Agent notes for auto-extraction

  • Use heuristics to rank candidate functions: high-level orchestration, minimal side effects, good docstrings, and parameters that map cleanly to JSON. Skip functions requiring global state unless you can inject dependencies in the facade.
  • When unsure about parameter schemas, default to strings and mark optional; let the web editor refine types. Populate description from docstrings/comments.
  • Always add a couple of safe defaults (health/ping, list/sample) in tool_definition_templates.py so users see working examples immediately.

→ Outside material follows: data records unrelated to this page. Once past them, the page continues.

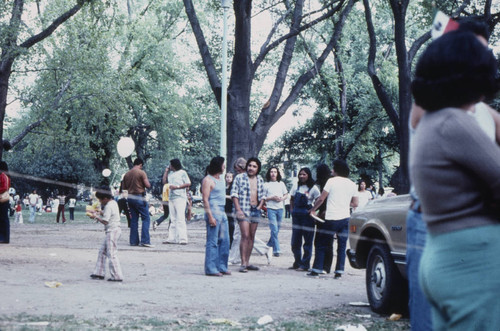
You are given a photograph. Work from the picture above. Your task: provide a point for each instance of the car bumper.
(351, 255)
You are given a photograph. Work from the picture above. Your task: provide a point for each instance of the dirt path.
(165, 282)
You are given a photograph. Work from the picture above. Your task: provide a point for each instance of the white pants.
(178, 230)
(108, 250)
(19, 217)
(234, 254)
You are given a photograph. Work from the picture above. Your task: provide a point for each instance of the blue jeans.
(416, 232)
(138, 206)
(459, 276)
(165, 213)
(302, 228)
(4, 222)
(323, 247)
(341, 229)
(32, 214)
(275, 216)
(217, 247)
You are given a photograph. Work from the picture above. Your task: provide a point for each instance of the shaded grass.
(325, 319)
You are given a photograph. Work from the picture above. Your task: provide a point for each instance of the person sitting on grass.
(110, 217)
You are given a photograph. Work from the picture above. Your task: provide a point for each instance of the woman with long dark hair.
(213, 191)
(303, 194)
(5, 204)
(275, 192)
(451, 156)
(323, 173)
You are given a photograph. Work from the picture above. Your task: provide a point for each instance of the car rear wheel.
(384, 285)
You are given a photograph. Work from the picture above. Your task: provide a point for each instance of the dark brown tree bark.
(243, 138)
(11, 49)
(399, 119)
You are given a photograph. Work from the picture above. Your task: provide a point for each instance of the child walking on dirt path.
(111, 220)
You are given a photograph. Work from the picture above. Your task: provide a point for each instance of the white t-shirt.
(340, 190)
(312, 195)
(274, 189)
(177, 178)
(111, 214)
(33, 198)
(364, 197)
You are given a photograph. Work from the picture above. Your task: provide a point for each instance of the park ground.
(45, 285)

References to load when needed

  • .claude/skills/mcp-setup/references/service_facade_template.py — facade + decorator usage example.
  • .claude/skills/mcp-setup/references/tool_definition_templates_sample.py — minimal MCP_TOOLS template with two sample tools.
  • .claude/skills/mcp-setup/references/editor_config_snippet.json — profile block shape for mcp_{server}.
  • Project docs: mcp_editor/tool_editor_web.py, .claude/commands/web-editor.md, .claude/commands/terminology.md, mcp_editor/mcp_service_registry/mcp_service_decorator.py for decorator details.